Jophiel rested a hand on her back.
She winced at the still-healing bruise from his sharp teeth. The memory of his bite made her press her legs together. Her cheeks reddened, and she hoped desperately that Jophiel couldn’t hear her thoughts as Gabriel could.
“You didn’t tell him, but I know you sensed danger.”
Adalaide turned, facing the fair-skinned angel. “He was needed elsewhere.”
Jophiel nodded. “You are selfless. I’m proud to call you one of my own.”
Adalaide frowned. She was anything but selfless. She wanted nothing more than to call him back and keep him with her in her tiny London townhouse, sheltered from the world.
The breeze from before was back, running cold fingers along her neck, and she stiffened. “Someone is nearly here.”
Jophiel darted a glance over her shoulder to the door, still marked with Adalaide’s blood, and lifted both hands, forming twin balls of flame. They burned in a myriad of colors, looking more like balls of iridescent glass than flame. But when a demon materialized between them, sinking its talons into Jopheils’ shoulder, she wasted no time incinerating the creature.
A second demon appeared, and Adalaide cast her own balls of blue flame along her fingertips, tossing fire spears at the insubstantial form before it winked out and reappeared behind her.
She spun, flicking arrows of blue at the creature. An arrow landed directly between the demon’s horned brows, vaporizing it.
Adalaide felt pressure on the wards as something sliced a line through one of them. The sound of shattering glass came from the second floor, and she darted up the stairs, casting a ball of flame in one hand and a shield of air in the other.
Jophiel raced after her but stopped halfway up the stairs when the sound of glass breaking in the sitting room drew her attention.

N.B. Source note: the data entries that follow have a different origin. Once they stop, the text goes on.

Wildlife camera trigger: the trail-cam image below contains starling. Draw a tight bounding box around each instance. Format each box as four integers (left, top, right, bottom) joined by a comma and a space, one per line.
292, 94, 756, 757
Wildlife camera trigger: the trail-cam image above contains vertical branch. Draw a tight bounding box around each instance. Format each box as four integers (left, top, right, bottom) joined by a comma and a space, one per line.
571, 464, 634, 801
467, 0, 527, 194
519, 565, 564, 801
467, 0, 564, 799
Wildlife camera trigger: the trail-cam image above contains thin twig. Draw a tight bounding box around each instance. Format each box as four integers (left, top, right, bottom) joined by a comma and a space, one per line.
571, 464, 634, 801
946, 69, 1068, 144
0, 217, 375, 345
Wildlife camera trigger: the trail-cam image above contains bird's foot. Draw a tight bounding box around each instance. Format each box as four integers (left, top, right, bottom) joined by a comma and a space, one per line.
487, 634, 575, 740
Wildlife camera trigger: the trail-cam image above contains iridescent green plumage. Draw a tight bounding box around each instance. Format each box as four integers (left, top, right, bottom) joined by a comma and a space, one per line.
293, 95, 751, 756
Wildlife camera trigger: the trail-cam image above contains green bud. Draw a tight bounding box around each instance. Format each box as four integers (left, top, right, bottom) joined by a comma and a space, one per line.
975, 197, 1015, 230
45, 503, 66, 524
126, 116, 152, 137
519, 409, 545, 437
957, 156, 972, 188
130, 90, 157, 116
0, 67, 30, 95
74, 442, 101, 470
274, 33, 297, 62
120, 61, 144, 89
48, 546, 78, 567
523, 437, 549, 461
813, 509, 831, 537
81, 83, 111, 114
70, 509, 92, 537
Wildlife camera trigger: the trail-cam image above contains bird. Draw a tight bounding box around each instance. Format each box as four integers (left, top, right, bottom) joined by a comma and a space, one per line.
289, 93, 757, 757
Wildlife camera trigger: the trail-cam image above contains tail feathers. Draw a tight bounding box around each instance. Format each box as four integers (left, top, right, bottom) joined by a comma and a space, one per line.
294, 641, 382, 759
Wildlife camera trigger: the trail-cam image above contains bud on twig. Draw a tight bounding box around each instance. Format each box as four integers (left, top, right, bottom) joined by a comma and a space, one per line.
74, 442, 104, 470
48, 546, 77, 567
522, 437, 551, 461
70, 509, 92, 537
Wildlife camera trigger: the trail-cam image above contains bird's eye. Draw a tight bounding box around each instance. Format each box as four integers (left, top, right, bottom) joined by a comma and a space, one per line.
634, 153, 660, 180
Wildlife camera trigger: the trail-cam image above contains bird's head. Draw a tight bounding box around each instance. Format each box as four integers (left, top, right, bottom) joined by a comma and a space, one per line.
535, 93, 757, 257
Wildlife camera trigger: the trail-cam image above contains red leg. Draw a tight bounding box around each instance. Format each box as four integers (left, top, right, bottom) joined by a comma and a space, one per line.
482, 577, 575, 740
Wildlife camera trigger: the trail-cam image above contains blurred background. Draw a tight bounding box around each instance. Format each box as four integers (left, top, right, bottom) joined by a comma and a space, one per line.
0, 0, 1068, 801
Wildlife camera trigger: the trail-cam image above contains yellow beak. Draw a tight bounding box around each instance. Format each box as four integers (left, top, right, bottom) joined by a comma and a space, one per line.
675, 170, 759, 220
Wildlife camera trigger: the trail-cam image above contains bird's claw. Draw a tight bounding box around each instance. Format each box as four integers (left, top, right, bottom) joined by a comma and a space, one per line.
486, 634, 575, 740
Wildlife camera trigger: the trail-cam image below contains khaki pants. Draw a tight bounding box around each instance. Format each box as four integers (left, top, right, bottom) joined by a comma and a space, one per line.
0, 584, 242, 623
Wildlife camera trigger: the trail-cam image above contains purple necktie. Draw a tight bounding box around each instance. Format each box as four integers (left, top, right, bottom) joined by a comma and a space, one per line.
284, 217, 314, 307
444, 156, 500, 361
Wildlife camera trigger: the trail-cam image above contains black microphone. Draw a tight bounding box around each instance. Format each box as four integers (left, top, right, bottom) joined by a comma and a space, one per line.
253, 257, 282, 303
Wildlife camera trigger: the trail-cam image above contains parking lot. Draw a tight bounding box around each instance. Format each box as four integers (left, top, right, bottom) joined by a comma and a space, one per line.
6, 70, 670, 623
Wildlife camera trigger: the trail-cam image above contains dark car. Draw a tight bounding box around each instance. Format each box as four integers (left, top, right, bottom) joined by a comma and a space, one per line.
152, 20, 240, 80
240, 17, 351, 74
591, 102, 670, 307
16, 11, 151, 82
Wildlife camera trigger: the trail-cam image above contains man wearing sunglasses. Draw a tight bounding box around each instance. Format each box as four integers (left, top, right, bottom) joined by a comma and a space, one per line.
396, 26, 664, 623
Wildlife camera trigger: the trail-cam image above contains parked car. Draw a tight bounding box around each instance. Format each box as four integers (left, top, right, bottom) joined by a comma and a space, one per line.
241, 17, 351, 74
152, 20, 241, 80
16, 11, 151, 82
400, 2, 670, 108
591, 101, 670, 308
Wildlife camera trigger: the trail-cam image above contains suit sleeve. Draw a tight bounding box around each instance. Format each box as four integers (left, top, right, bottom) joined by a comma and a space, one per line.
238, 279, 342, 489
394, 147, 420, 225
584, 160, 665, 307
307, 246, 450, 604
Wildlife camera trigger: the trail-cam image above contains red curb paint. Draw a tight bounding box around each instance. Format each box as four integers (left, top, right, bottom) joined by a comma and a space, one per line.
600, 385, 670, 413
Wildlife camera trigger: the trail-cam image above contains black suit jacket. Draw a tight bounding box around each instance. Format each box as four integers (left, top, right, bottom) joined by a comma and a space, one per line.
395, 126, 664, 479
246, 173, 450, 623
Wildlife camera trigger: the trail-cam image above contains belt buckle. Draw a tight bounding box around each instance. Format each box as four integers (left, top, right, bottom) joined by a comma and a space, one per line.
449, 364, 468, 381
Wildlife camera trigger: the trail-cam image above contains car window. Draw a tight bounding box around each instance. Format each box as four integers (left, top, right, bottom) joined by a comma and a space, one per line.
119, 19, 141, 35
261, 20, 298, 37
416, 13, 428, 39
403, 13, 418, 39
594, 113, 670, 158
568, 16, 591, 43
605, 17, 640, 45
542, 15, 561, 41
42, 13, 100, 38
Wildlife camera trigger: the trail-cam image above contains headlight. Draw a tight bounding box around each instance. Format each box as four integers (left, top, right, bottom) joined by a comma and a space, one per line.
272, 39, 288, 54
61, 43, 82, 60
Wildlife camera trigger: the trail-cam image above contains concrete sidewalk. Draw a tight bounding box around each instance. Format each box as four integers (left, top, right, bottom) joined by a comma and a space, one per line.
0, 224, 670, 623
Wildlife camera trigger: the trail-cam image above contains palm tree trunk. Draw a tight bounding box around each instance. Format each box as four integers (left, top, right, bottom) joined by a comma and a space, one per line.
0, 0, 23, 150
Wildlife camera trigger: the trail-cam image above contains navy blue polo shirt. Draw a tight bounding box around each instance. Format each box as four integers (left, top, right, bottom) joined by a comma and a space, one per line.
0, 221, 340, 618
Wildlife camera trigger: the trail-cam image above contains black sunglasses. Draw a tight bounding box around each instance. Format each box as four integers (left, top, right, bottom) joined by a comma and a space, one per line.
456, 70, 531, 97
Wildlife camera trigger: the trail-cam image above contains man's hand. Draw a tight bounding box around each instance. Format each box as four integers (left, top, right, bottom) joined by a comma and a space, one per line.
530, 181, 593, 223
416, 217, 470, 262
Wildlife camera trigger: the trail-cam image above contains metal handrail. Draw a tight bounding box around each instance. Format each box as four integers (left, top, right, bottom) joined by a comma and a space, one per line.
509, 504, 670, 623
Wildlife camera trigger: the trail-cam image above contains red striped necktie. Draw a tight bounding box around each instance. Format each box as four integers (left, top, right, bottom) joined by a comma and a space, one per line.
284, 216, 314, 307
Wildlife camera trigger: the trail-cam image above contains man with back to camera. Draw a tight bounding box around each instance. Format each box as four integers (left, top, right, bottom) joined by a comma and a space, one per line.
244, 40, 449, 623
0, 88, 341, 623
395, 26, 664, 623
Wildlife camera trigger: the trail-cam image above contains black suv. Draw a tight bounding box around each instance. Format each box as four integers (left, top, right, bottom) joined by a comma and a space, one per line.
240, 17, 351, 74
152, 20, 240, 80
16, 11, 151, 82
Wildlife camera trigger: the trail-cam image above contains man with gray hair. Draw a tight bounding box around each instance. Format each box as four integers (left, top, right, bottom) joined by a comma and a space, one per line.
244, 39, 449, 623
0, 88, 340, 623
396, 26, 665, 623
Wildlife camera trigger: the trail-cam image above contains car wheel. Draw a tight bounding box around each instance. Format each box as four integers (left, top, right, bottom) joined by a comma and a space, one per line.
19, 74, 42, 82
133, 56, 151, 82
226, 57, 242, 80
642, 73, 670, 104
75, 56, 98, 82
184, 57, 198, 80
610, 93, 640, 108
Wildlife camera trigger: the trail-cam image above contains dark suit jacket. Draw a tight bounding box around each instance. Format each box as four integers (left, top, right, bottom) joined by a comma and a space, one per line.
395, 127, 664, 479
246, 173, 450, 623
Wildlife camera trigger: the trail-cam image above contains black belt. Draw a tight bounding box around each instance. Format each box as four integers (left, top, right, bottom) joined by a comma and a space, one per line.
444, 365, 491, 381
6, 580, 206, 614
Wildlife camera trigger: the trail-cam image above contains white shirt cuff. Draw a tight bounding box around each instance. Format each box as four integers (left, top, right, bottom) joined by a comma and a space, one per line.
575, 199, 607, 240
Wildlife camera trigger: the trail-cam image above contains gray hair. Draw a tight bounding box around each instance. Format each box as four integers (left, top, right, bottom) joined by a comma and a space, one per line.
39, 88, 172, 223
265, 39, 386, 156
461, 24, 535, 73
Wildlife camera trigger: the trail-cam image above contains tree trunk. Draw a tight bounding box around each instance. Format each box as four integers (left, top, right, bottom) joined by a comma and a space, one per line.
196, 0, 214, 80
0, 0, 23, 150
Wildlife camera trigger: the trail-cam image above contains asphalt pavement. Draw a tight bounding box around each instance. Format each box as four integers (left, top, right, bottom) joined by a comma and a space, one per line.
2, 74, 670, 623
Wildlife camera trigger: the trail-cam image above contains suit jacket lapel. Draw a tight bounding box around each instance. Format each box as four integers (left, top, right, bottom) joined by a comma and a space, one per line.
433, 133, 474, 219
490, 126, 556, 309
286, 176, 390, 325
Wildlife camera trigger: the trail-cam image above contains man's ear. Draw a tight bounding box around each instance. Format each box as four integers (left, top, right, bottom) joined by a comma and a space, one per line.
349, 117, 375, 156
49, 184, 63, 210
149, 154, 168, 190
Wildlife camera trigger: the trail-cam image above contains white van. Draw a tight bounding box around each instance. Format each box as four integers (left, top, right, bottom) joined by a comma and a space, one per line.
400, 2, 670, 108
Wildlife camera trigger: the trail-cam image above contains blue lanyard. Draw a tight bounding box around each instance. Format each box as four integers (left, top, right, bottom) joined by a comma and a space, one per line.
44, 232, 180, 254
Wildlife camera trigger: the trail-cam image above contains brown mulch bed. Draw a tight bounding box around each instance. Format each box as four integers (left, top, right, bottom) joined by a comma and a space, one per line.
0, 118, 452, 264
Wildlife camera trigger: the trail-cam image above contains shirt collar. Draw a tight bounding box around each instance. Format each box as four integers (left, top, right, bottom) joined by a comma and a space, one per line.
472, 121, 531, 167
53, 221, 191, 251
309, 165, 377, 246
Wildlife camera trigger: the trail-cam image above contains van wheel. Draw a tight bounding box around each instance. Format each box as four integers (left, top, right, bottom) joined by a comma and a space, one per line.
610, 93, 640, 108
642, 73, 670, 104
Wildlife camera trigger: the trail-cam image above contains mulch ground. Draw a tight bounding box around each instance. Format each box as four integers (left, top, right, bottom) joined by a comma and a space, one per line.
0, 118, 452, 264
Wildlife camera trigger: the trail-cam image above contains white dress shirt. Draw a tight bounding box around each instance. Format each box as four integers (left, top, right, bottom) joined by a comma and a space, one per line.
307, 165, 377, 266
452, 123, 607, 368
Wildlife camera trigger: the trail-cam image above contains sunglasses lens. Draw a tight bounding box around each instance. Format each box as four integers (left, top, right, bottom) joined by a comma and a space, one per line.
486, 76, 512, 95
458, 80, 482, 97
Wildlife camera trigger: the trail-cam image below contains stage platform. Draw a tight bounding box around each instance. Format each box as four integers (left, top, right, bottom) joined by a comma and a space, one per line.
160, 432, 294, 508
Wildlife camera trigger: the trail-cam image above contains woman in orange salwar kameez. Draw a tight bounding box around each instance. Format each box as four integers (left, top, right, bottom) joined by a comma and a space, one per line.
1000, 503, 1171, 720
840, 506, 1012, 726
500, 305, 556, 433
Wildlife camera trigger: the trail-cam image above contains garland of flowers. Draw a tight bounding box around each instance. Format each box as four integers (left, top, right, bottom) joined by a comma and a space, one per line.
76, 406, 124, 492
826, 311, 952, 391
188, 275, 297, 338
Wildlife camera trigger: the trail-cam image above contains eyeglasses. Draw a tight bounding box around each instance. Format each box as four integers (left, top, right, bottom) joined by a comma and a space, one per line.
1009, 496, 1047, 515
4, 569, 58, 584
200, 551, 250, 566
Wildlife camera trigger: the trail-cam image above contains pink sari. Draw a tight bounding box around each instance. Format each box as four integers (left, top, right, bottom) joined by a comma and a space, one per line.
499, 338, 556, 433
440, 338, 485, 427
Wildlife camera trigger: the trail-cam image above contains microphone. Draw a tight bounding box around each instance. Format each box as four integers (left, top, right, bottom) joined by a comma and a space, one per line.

She cast an iridescent bubble around her, charging for the sound.
Adalaide had no time to marvel at the creation before two yellow-eyed creatures were on her, teeth snapping for her neck. These were not the kind of bites she delighted in. She pressed them back using her air shield and formed a large ball of flame in her left hand.
They gnashed their teeth, caught in a frenzy of bloodlust. She'd been bitten by one of the creatures before and knew they thrived on the blood of humans. Their eyes were glazed as they pressed into her shield, trying to break through.
Quickly, she released the shield, letting them fall into her. She pressed her glowing blue flamed hands into their faces, forcing magic into her palms to melt them where they stood. In moments, they were piles of bones and melted flesh.
She had only a few seconds to catch her breath before something streaked by and a spasm of pain shot through her. She looked down at the bit of splintered wood protruding from her leg and swore. Throwing up another shield, she stumbled back into the wall and forced the shield to spread, encasing her in a bubble of protection.
A blond-haired creature dressed in cobalt robes rebounded off her shield and darted forward, only to bounce off again.
Ignoring the creature, she wrapped blood-slicked fingers around the piece of wood and tugged. White hot pain shot through her and she screamed as her shield of air dissipated into nothing.
The creature charged her again, and she threw up both hands, hissing as the woman’s hair erupted in flames, the skin dripping from her face.
Adalaide forced more magic through her fingers, gritting her teeth as the creature slumped to the floor. She slid down with her, sinking against wood-paneled walls and panting, wrapping both hands around the sharp wood protruding from her leg.
Her thigh muscles protested in agony as she bit down hard on her bottom lip and yanked the object free. Fresh blood spurted from the wound, gushing down her leg. She pressed both hands to it, whispering the words to heal herself and whimpered as the soft white light flickered before dying.
“Jophi,” she wheezed around the pain.
Jophiel was there, dropping to her knees by her side, cupping her hands over her leg. A soft glowing light burst from between her fingers, and Adalaide sighed as the wound pressed splinters and bits of wood out before sealing closed. Soon, it was no more than a dull ache.
Jophiel glanced at the pile of bodies around her as she stood and held a hand out to Adalaide. “Come. There will be more, I fear.”
“What did Gabriel mean by awaken my seraph side?”
“I was not in his head,” Jophiel said carefully.